Wortham writes the Texas Red River mystery series (Laying Bones comes out in 2020) and the Sonny Hawke thriller series.
Hawke’s Target, the latest, takes readers along with the Texas Ranger to deal with a vigilante and a savage clan.
J. Todd Scott
John Sandford called Scott’s High White Sun “the best cop novel I’ve read in years.”
I’m just finishing Scott’s latest, This Side of Night, and love the surprises, the pace, and the pull of the setting as we’ve scraped through Mexico and the west Texas borderlands in a triangular story that was inspired by the horrifying 2014 Iguala disappearances. It’s a brutal story that thankfully doesn’t linger on gore, but instead casts an eye to insightful observations.
Kris Lackey
Greasy Bend, Lackey’s 2019 story featuring Chickasaw Lighthorse Police detective Maytubby and local deputy Hannah Bond brings an interesting law enforcement agency overlap to the Oklahoma badlands setting where seemingly unlinked deaths lead to much more. There is not one extra word in this spare, satisfying follow-up to the fine 2017 debut, Nail’s Crossing. Okay, some series don’t release a new novel every year; Lackey is worth the wait.
Craig Johnson
Johnson’s Longmire series is one of the most solid, with the well-drawn Sheriff Walt Longmire intriguing readers as much through his action and deductive reasoning as his piano-playing and reading of the classics. Last year’s Depth of Winter brought Longmire through a harrowing fish-out-of-water thrill in northern Mexico. In this year’s Land of Wolves—the title comes from a Basque proverb “a land of strangers is a land of wolves”—we’re back to Wyoming and still enjoying the lean, thoughtful prose with zingers that can make you cackle.
Jane Harper
Come to the land Down Under. Harper hit the ground running with her 2016 debut, The Dry, set hours west of Melbourne, where a years-long drought eroded the land and years-held secrets eroded the people. Eric Bana is set to play the lead, Aaron Falk, in the screen adaptation.
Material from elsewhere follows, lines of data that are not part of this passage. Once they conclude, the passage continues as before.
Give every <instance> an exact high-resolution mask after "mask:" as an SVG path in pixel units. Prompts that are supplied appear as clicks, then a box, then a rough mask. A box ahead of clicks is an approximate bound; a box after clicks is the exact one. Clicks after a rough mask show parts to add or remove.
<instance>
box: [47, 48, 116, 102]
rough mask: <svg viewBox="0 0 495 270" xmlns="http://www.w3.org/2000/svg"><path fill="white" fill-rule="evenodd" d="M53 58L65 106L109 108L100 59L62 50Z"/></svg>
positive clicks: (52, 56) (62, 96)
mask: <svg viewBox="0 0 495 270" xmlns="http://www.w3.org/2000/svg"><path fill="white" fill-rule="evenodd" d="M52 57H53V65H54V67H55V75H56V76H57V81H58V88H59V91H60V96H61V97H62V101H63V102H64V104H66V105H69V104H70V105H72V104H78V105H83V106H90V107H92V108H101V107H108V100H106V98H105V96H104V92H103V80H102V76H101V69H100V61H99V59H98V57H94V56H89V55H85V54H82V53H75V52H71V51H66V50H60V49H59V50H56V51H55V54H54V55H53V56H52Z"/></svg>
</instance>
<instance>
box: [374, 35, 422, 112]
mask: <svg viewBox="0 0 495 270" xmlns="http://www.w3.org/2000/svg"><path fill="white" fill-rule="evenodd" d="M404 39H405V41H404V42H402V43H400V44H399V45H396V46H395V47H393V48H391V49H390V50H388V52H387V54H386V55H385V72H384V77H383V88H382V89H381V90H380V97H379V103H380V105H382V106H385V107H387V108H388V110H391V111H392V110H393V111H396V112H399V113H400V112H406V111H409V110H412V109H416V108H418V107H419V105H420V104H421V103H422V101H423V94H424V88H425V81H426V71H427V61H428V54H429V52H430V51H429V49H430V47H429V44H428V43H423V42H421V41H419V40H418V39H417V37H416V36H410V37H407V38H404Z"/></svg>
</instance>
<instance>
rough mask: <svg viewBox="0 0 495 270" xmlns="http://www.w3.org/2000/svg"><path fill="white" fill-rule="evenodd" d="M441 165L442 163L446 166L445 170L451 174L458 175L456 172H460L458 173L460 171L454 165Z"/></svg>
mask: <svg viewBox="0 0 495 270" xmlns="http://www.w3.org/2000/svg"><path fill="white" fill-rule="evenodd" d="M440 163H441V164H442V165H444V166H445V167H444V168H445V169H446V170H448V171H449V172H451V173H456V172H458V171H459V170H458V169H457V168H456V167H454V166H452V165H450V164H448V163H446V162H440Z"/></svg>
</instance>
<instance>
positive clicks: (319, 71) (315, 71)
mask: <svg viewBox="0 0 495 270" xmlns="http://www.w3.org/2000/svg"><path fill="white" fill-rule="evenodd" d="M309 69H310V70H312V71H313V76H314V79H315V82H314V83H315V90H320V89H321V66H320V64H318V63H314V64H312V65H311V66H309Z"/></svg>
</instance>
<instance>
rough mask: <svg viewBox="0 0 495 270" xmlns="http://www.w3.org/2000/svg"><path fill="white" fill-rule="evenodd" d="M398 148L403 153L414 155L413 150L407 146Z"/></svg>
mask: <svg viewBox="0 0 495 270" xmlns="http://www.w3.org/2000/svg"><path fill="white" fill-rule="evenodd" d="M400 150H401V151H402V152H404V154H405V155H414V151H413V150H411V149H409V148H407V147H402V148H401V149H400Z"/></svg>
In Harper’s latest, The Lost Man, readers are immersed in South West Queensland where a death on a remote cattle station means that an investigating law enforcement officer must be sent all the way from Brisbane.
Christine Carbo
Carbo’s suspense novels are essentially standalones, though her characters may have a passing nod from book to book as her setting stays in northern Montana and the publisher calls it the Glacier (for Glacier National Park) Mystery Series.
She debuted with The Wild Inside and has delivered steadily through her latest, 2018’s A Sharp Solitude, where we root for flawed characters to overcome their pasts, their imperfections, and the harsh difficulties posed by the wilderness. She is at work on novel number five, so happily, we’ll see more from this excellent writer.